The Krav Maga Bible
Comparisons vs Other Arts

Krav Maga vs MMA

MMA is the most realistic full-contact combat sport ever codified. Krav Maga is not a sport. The comparison is interesting but the conclusions are limited.

Modern MMA is the most honest test of unarmed combat the world has ever produced. The argument that "MMA fighters would beat Krav Maga practitioners" is therefore frequently made — and is partly right and partly wrong in equal measure.

Where MMA wins

  • One-on-one, empty-handed, in a defined space, with a referee: an MMA pro will beat virtually any Krav Maga practitioner of equivalent athletic ability. There is no contest. MMA is built for this.
  • Sparring volume: an MMA athlete spars hundreds of times per year. Even a serious Krav Maga student spars dozens.
  • Cardiovascular conditioning at fighting intensity: MMA's required fitness floor is much higher than recreational Krav Maga's.

Where the comparison breaks

  • Weapons: an MMA fighter has no specific training against a knife or gun. A Krav Maga practitioner has whole curricula for both.
  • Multiple attackers: MMA is one-on-one. Krav Maga doctrine is built around fast disengagement because multiple attackers is the assumption, not the exception.
  • Targets: MMA bans eye gouges, throat strikes, groin strikes, and small-joint manipulation. These are Krav Maga's defaults.
  • Goals: MMA's goal is to win the fight. Krav Maga's goal is to leave the fight as fast as possible. These produce different training priorities.
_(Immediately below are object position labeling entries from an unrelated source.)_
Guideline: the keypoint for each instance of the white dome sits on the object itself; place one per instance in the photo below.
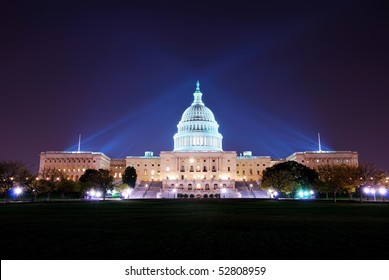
(198, 129)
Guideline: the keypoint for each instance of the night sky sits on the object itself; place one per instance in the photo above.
(274, 73)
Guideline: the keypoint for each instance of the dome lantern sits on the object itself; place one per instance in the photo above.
(198, 129)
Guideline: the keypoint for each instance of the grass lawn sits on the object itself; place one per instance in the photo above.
(194, 229)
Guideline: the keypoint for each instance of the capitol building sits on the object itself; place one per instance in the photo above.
(198, 166)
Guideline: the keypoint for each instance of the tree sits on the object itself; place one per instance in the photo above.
(12, 173)
(288, 176)
(100, 179)
(129, 177)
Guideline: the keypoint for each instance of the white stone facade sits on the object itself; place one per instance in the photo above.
(197, 162)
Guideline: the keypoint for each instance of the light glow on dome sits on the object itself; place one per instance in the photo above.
(198, 129)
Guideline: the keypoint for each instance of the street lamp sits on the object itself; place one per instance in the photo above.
(382, 191)
(17, 191)
(366, 190)
(373, 191)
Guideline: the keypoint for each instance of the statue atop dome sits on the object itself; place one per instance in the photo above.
(197, 95)
(198, 129)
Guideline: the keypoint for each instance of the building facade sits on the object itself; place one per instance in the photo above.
(197, 163)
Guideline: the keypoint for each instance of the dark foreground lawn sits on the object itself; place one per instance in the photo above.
(215, 229)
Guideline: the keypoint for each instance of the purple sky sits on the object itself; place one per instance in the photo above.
(274, 73)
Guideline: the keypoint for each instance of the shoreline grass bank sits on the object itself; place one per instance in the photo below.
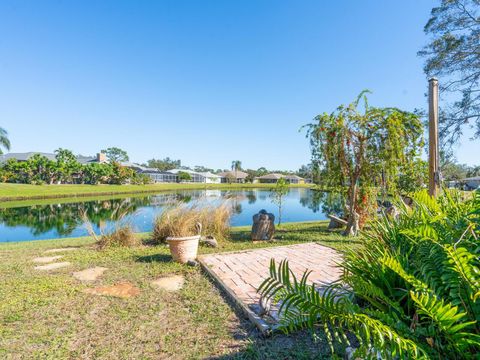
(18, 192)
(48, 315)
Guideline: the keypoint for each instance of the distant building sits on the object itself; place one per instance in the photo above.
(100, 158)
(233, 176)
(273, 179)
(471, 183)
(199, 177)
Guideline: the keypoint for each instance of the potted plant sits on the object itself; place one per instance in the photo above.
(180, 228)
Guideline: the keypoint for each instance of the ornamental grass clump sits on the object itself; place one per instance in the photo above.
(182, 220)
(412, 290)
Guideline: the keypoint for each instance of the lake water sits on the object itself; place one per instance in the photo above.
(61, 220)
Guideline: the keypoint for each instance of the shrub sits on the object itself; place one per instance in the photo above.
(412, 291)
(181, 220)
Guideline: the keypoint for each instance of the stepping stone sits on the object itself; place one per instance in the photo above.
(91, 274)
(52, 266)
(123, 290)
(170, 283)
(47, 259)
(60, 250)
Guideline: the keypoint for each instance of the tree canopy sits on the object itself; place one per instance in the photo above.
(360, 149)
(453, 54)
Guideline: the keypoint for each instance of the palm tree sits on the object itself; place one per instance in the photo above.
(236, 165)
(4, 142)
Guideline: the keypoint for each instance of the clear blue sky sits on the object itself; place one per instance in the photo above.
(207, 82)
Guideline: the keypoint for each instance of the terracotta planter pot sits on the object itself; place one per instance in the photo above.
(183, 249)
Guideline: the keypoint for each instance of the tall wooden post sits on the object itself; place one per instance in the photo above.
(433, 156)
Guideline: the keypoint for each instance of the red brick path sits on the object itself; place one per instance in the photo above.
(243, 272)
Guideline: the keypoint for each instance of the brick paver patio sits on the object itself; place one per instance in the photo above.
(241, 273)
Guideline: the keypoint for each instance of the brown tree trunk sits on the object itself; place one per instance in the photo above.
(353, 217)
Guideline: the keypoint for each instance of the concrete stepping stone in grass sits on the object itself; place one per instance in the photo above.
(50, 251)
(52, 266)
(91, 274)
(123, 290)
(169, 283)
(46, 259)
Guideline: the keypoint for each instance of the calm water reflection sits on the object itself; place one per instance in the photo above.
(65, 220)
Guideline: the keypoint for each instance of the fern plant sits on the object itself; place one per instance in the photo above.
(412, 291)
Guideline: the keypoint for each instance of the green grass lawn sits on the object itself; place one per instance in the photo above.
(45, 315)
(26, 191)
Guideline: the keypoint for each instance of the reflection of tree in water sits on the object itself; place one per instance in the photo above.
(64, 218)
(328, 202)
(252, 198)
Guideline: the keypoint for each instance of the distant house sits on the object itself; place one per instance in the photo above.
(294, 179)
(233, 176)
(471, 183)
(158, 176)
(100, 158)
(273, 179)
(199, 177)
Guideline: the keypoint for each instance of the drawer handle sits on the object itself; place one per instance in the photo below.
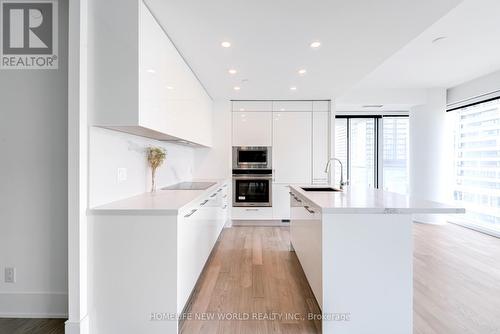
(308, 210)
(191, 213)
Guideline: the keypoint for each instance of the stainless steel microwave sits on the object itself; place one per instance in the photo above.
(252, 157)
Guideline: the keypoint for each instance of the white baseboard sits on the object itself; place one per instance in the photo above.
(240, 222)
(33, 305)
(80, 327)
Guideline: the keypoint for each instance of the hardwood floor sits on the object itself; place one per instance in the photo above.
(456, 283)
(253, 273)
(31, 326)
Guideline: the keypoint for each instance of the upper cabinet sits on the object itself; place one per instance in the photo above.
(252, 128)
(142, 84)
(252, 106)
(292, 142)
(292, 105)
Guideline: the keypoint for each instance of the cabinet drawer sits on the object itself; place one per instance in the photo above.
(251, 213)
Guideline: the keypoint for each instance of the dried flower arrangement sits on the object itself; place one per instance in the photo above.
(156, 157)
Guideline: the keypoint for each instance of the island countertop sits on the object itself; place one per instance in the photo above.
(360, 200)
(163, 202)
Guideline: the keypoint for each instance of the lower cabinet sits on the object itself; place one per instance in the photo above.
(306, 240)
(281, 201)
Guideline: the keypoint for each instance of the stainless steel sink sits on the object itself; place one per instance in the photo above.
(320, 189)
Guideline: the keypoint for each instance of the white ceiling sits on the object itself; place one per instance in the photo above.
(471, 50)
(270, 41)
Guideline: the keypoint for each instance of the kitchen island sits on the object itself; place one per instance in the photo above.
(356, 249)
(147, 253)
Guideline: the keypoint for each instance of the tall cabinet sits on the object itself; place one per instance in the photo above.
(299, 133)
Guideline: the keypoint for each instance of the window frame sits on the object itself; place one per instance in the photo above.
(378, 155)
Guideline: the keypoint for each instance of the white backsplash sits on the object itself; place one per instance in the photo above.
(110, 150)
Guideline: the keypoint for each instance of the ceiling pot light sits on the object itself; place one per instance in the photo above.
(315, 44)
(373, 106)
(438, 39)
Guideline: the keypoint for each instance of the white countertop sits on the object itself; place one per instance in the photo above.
(372, 201)
(163, 202)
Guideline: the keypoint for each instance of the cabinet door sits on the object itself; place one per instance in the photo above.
(292, 147)
(320, 147)
(252, 105)
(281, 201)
(252, 128)
(292, 106)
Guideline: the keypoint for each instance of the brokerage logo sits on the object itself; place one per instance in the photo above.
(28, 34)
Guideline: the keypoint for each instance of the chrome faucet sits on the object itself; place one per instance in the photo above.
(327, 169)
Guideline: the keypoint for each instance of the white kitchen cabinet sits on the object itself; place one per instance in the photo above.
(142, 84)
(252, 106)
(306, 240)
(281, 201)
(321, 105)
(252, 128)
(252, 213)
(320, 146)
(292, 153)
(292, 105)
(148, 260)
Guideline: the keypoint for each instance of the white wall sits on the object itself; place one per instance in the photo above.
(431, 152)
(110, 150)
(33, 186)
(216, 161)
(484, 85)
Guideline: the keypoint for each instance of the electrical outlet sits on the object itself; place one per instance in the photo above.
(121, 175)
(10, 275)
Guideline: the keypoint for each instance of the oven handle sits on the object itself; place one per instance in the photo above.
(252, 176)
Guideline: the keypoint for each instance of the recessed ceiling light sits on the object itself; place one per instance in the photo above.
(315, 44)
(438, 39)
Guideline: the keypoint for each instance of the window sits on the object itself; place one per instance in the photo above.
(395, 154)
(477, 163)
(374, 151)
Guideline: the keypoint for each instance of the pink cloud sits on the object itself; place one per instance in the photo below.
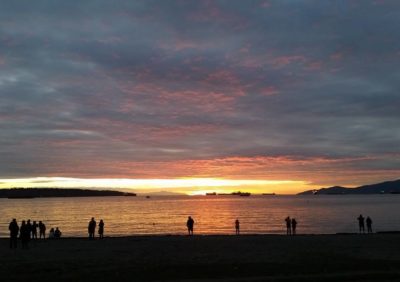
(269, 91)
(286, 60)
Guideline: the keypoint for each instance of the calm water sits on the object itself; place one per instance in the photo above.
(212, 214)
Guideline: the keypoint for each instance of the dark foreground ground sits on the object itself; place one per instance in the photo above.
(207, 258)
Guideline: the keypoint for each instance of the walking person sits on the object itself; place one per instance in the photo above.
(101, 229)
(288, 226)
(14, 229)
(237, 226)
(361, 224)
(190, 224)
(91, 228)
(42, 230)
(294, 225)
(369, 225)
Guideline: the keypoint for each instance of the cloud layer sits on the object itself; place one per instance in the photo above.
(300, 90)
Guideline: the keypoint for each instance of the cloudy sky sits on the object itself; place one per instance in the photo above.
(302, 91)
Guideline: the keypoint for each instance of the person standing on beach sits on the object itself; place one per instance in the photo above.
(34, 230)
(369, 225)
(361, 223)
(14, 229)
(92, 228)
(294, 225)
(101, 229)
(288, 226)
(25, 234)
(29, 226)
(237, 226)
(42, 230)
(190, 224)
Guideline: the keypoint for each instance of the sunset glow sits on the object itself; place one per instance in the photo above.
(194, 96)
(190, 186)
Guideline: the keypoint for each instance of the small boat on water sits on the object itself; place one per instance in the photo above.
(241, 194)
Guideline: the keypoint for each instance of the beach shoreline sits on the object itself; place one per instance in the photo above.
(334, 257)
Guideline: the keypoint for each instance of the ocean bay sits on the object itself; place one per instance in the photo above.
(125, 216)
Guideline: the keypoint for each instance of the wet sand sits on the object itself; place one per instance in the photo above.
(206, 258)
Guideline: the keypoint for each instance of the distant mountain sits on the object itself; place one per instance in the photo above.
(19, 193)
(388, 187)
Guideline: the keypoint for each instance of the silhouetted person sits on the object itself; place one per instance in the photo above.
(34, 230)
(294, 225)
(369, 224)
(91, 228)
(24, 234)
(288, 226)
(361, 223)
(14, 229)
(101, 229)
(237, 226)
(42, 230)
(57, 233)
(51, 233)
(29, 225)
(190, 224)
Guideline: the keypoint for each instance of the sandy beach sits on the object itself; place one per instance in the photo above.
(206, 258)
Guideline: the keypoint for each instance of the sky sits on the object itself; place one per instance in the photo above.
(264, 96)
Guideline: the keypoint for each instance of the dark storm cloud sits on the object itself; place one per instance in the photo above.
(86, 85)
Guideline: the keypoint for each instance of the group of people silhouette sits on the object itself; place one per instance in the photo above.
(361, 225)
(28, 231)
(92, 229)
What a serious self-defense practitioner should do

Do both. Use MMA's training methodology — sparring, conditioning, honest pressure-testing — to harden the technique base that Krav Maga teaches. Use Krav Maga's doctrine — weapon defense, multiple attackers, disengagement — to fill in what MMA doesn't address. The dichotomy is false; the cross-training answer is correct.